In collaborazione con l'Unicef
Prodotto dal Teatro di Roma, lo spettacolo nasce da un’idea di Gigi Proietti che, incantato dal personaggio, da tempo pensava di portare in scena le avventure di Pippi Calzelunghe. Dopo aver affidato la traduzione del testo a Sagitta Alter e Carlotta Proietti è stato individuato Fabrizio Angelini come curatore dell’allestimento e delle coreografie.
Gigi Proietti collaborerà alla messa in scena con la sua supervisione artistica.
Gran parte dell’azione si svolge all’interno o all’esterno della fantasmagorica casa di Pippi, ma si sposta anche in un circo, nella casa degli amici di Pippi, nel porto. La protagonista conserva naturalmente le caratteristiche del testo e della serie televisiva, circondata dal suo cavallo, dalla scimmietta, dagli amici e dagli strani personaggi che fanno parte delle sue avventure. Pippi è sfacciata, autonoma, forte e determinata, ma anche tenera e altruista. Un carattere a tutto tondo, che richiede alla sua interprete anche uno sforzo fisico non indifferente, dal momento che sul palco Pippi, oltre che attrice e cantante, è anche un’atleta che si arrampica da una parte all’altra della sua casa, dondola su una liana come Tarzan, fa a pugni con i ladri che attentano al tesoro che custodisce, solleva il suo cavallo a mani nude… Intorno a lei una decina di performers che accompagnano e assecondano la sua follia in una girandola di momenti molto divertenti ma anche inevitabilmente teneri e delicati.
La musica e la danza contribuiscono a creare un allestimento trapuntato di movimento e di allegria, di tenerezza e di riflessione.
Uno spettacolo adatto ad un pubblico di adulti e ragazzi.
«Le sue avventure dal vivo risultano persino più coinvolgenti di quelle su carta o su schermo, con i bambini intenti ad avvertirla dellʼavvicinarsi di sinistri figuri o a ridere entusiasti per il cavallo a pois e lo scimmiotto.
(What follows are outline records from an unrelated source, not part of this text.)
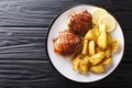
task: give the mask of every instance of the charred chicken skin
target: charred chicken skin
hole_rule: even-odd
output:
[[[81,40],[78,35],[69,31],[63,31],[57,37],[53,38],[53,42],[55,53],[63,56],[69,56],[77,51]]]
[[[84,36],[91,28],[92,16],[87,10],[78,11],[69,15],[68,28],[72,33]]]

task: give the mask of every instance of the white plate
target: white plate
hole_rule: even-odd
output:
[[[119,41],[119,50],[116,54],[112,55],[112,64],[110,66],[106,67],[106,73],[103,74],[92,74],[92,73],[88,73],[87,75],[80,75],[77,72],[73,70],[72,67],[72,63],[70,59],[65,59],[64,57],[57,55],[54,53],[53,51],[53,41],[52,38],[55,36],[58,36],[58,32],[63,31],[67,28],[67,20],[68,20],[68,15],[72,12],[76,12],[76,11],[80,11],[80,10],[87,10],[88,12],[91,12],[95,8],[94,6],[88,6],[88,4],[81,4],[81,6],[76,6],[74,8],[70,8],[66,11],[64,11],[63,13],[61,13],[52,23],[48,33],[47,33],[47,54],[50,56],[50,59],[53,64],[53,66],[66,78],[75,80],[75,81],[79,81],[79,82],[91,82],[91,81],[96,81],[96,80],[100,80],[105,77],[107,77],[108,75],[110,75],[116,67],[119,65],[119,63],[121,62],[122,55],[123,55],[123,51],[124,51],[124,37],[123,37],[123,33],[122,30],[119,25],[119,23],[117,22],[117,29],[111,32],[112,37],[116,37]]]

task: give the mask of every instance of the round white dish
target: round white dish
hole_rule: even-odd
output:
[[[53,41],[52,38],[55,36],[58,36],[59,31],[67,29],[67,20],[68,15],[73,12],[80,11],[80,10],[87,10],[88,12],[91,12],[95,8],[95,6],[88,6],[88,4],[81,4],[73,7],[61,14],[58,14],[53,23],[51,24],[46,37],[46,51],[50,57],[50,61],[52,62],[53,66],[66,78],[79,82],[91,82],[96,80],[100,80],[108,75],[110,75],[119,65],[121,62],[121,58],[123,56],[124,52],[124,37],[122,30],[117,22],[117,28],[114,31],[111,32],[111,36],[117,38],[119,41],[119,50],[117,53],[112,55],[112,64],[106,67],[106,73],[103,74],[92,74],[88,73],[87,75],[80,75],[79,73],[73,70],[70,58],[64,58],[63,56],[57,55],[53,51]]]

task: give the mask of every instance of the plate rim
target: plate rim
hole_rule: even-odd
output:
[[[120,30],[121,30],[121,33],[122,33],[122,36],[123,36],[123,48],[122,48],[123,52],[122,52],[121,59],[120,59],[119,64],[117,65],[117,67],[116,67],[111,73],[109,73],[108,75],[106,75],[105,77],[102,77],[102,78],[100,78],[100,79],[96,79],[96,80],[94,80],[94,81],[79,81],[79,80],[76,80],[76,79],[68,78],[68,77],[66,77],[65,75],[63,75],[61,72],[58,72],[58,69],[53,65],[52,59],[51,59],[50,54],[48,54],[47,40],[48,40],[48,35],[50,35],[50,32],[51,32],[51,29],[52,29],[54,22],[55,22],[55,21],[59,18],[59,15],[62,15],[65,11],[67,11],[67,10],[69,10],[69,9],[73,9],[73,8],[76,8],[76,7],[81,7],[81,6],[89,6],[89,7],[95,7],[95,8],[102,8],[102,7],[98,7],[98,6],[94,6],[94,4],[80,3],[80,4],[75,4],[75,6],[66,7],[64,10],[62,10],[61,12],[58,12],[58,13],[53,18],[53,20],[51,21],[51,23],[50,23],[50,25],[48,25],[48,30],[47,30],[47,33],[46,33],[46,41],[45,41],[45,42],[46,42],[46,43],[45,43],[45,50],[46,50],[45,52],[46,52],[47,58],[50,59],[50,63],[51,63],[51,65],[53,66],[53,68],[54,68],[58,74],[61,74],[64,78],[66,78],[66,79],[68,79],[68,80],[72,80],[72,81],[76,81],[76,82],[97,82],[97,81],[99,81],[99,80],[102,80],[102,79],[109,77],[109,76],[118,68],[118,66],[121,64],[122,58],[123,58],[123,56],[124,56],[125,37],[124,37],[123,31],[122,31],[122,29],[121,29],[121,25],[120,25],[120,23],[119,23],[119,21],[117,20],[116,16],[113,16],[113,18],[114,18],[116,21],[118,22],[118,24],[119,24],[119,26],[120,26]],[[102,8],[102,9],[103,9],[103,8]],[[107,10],[107,11],[108,11],[108,10]],[[111,14],[110,11],[108,11],[108,12]]]

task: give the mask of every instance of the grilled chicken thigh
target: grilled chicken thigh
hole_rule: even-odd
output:
[[[87,10],[72,13],[68,20],[68,28],[72,33],[84,36],[91,28],[92,16]]]
[[[80,37],[76,34],[70,33],[69,31],[63,31],[57,37],[53,38],[54,42],[54,52],[68,56],[76,52],[80,44]]]

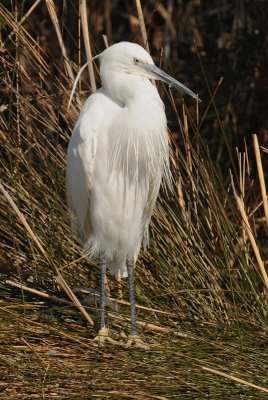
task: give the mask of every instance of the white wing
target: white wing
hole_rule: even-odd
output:
[[[97,151],[100,121],[103,118],[102,90],[84,104],[67,151],[66,189],[72,226],[83,241],[91,233],[90,191]]]

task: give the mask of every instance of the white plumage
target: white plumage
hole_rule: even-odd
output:
[[[131,335],[138,338],[133,269],[161,180],[170,185],[164,105],[150,79],[197,96],[154,65],[141,46],[122,42],[100,57],[102,87],[83,106],[68,146],[66,184],[74,229],[85,251],[99,258],[100,329],[96,340],[114,341],[105,326],[106,267],[129,276]]]
[[[73,226],[89,255],[105,253],[118,276],[127,276],[127,254],[136,260],[147,238],[162,176],[170,181],[164,105],[146,73],[135,74],[133,55],[154,65],[136,44],[102,53],[103,87],[83,106],[68,146]]]

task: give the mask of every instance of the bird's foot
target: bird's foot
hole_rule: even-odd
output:
[[[149,350],[150,347],[144,343],[138,335],[129,335],[126,347],[135,347],[137,349]]]
[[[114,340],[109,336],[107,328],[100,329],[93,341],[97,342],[99,346],[104,346],[105,343],[110,343],[116,346],[123,346],[123,342]]]

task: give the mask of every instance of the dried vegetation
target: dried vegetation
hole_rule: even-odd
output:
[[[263,399],[264,2],[90,3],[80,11],[72,1],[0,4],[1,398]],[[85,55],[147,35],[156,59],[203,102],[196,110],[159,87],[174,191],[161,194],[150,251],[137,266],[140,328],[151,350],[100,349],[91,341],[94,299],[82,309],[70,289],[96,287],[98,269],[70,232],[64,189],[66,146],[79,104],[98,85],[97,65],[70,111],[67,104]],[[127,316],[124,304],[109,311],[114,335],[127,329]]]

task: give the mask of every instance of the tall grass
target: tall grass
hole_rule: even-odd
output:
[[[0,5],[1,182],[69,285],[92,287],[98,269],[83,256],[70,230],[64,187],[66,147],[79,112],[78,106],[67,111],[67,103],[79,66],[67,57],[54,3],[46,4],[57,27],[51,35],[60,43],[61,62],[42,48],[38,34],[19,24],[15,11]],[[83,103],[88,87],[84,83],[82,87],[87,90],[80,91]],[[261,193],[265,210],[267,203],[264,179],[261,188],[253,183],[255,155],[245,143],[236,156],[236,149],[226,143],[230,150],[226,157],[232,157],[232,187],[228,171],[219,169],[202,140],[206,118],[213,115],[215,126],[221,121],[217,95],[203,102],[201,118],[184,103],[181,106],[177,94],[174,99],[169,92],[165,98],[173,128],[174,190],[162,191],[151,224],[150,250],[138,261],[138,302],[172,310],[181,319],[226,323],[248,319],[263,324],[267,320],[268,253]],[[227,132],[221,129],[228,141]],[[261,157],[267,153],[259,155],[258,163]],[[3,193],[0,218],[2,279],[12,275],[36,289],[54,291],[54,270]],[[250,235],[264,265],[262,272]]]

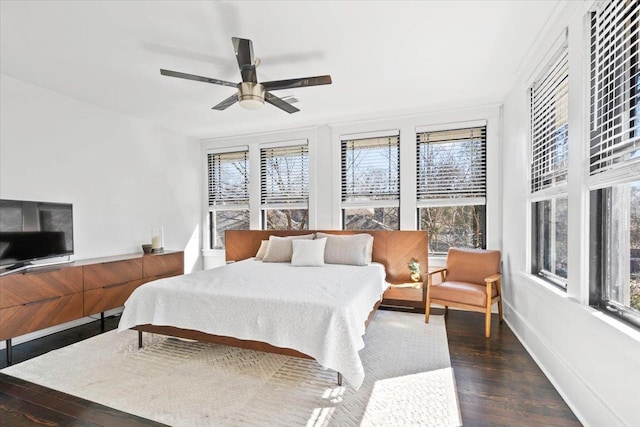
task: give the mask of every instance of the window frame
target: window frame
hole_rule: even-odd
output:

Curioso cortocircuito per una generazione venuta su a playstation e virtualità, che si ritrova a teatro con la materializzazione della fantasia. Le creature un poʼ magiche e un poʼ irreali che popolano i loro giochi solitari sono lì a un passo, in carne e ossa: unʼattrazione irresistibile che fa cassa al botteghino e tournée in tutto il paese».